Monday, August 19, 2013

Widen Your Circle

Kelly Rae Roberts posted a lovely quote this morning by Albert Einstein:
Our task must be to free ourselves....by widening our circle of compassion to embrace all living creatures and the whole of nature and it's beauty.
It seems the older I get, the more I appreciate nature, and all of it's glory.  Animals can be therapeutic.  They can fill needs that we didn't even know we had.  I recently read an endearing book called, A Street Cat Named Bob, by James Bowen.  James was in the process of recovering from drug use when he met Bob.  After adopting each other, James found something to care for, something to get healthy for, and so he wanted to make sure he stayed clean.  Having Bob was to him like having a child. Theirs is what I'd call a divine relationship. 
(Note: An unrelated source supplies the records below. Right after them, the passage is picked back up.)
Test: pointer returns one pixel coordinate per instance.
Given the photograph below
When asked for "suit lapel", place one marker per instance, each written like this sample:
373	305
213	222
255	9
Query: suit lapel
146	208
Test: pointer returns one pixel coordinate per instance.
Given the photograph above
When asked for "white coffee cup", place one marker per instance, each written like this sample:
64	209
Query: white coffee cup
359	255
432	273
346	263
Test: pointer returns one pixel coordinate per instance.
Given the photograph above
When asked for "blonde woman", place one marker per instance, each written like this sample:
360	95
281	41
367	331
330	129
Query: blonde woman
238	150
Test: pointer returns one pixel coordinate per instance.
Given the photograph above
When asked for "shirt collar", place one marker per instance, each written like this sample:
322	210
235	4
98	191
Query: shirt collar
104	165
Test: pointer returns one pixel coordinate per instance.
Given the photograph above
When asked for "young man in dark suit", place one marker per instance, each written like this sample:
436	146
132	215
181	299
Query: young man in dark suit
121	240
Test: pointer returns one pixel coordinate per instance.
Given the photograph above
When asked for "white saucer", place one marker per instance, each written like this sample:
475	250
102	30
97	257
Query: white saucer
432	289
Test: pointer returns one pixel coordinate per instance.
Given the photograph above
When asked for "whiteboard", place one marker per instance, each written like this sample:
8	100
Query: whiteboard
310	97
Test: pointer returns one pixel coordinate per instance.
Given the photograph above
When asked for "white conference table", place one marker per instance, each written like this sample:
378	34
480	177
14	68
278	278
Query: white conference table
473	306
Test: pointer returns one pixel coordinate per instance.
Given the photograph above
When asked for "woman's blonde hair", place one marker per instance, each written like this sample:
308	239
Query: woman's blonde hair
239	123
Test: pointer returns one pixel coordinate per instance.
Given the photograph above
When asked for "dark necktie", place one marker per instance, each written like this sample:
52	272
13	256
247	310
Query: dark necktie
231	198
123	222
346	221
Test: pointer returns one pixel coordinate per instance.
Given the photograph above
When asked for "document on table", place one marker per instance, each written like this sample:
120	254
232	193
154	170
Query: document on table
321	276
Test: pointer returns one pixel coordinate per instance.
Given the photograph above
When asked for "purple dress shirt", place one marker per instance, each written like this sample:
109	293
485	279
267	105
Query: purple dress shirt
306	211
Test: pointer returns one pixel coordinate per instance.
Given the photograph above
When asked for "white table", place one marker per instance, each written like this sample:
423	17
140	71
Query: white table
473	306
Last week while on my way to one of my favorite craft's stores, I pulled into a parking lot and noticed a scruffy looking man with the most breathtakingly beautiful parrot on his shoulders.  Since I happened to have my camera, I asked if I could take pictures of his bird.  He seemed over joyed, and began to talk about and share his pet, Giovani (female), with me.  I commented on how he and his bird seemed so close, and he said, "You don't know the half of it." I introduced myself, and he told me his name is Ken.  Ken said I could share the pictures of them on Facebook, and seemed delighted that I'd want to.  He told me the police were after him for having his bird in the park without a leash, and that's why he was in the parking lot. Although that struck me a bit strange, my heart was touched by compassion for these two, and it confirmed for me once again the healing power of God's creatures.  






One doesn't have to own an animal to love animals.  There are all kinds of volunteer opportunities to spend time with them, and to care for them. Besides the numerous benefits, one of the greatest is how they can teach us to be unselfish as James Bowen learned. A great example is Bernie Berlin.  Her posts are worth taking the time to read. http://www.aplacetobark.com 

Let's all continue to widen our circles of compassion.  And as we do that, our ability to see the beauty around us will increase.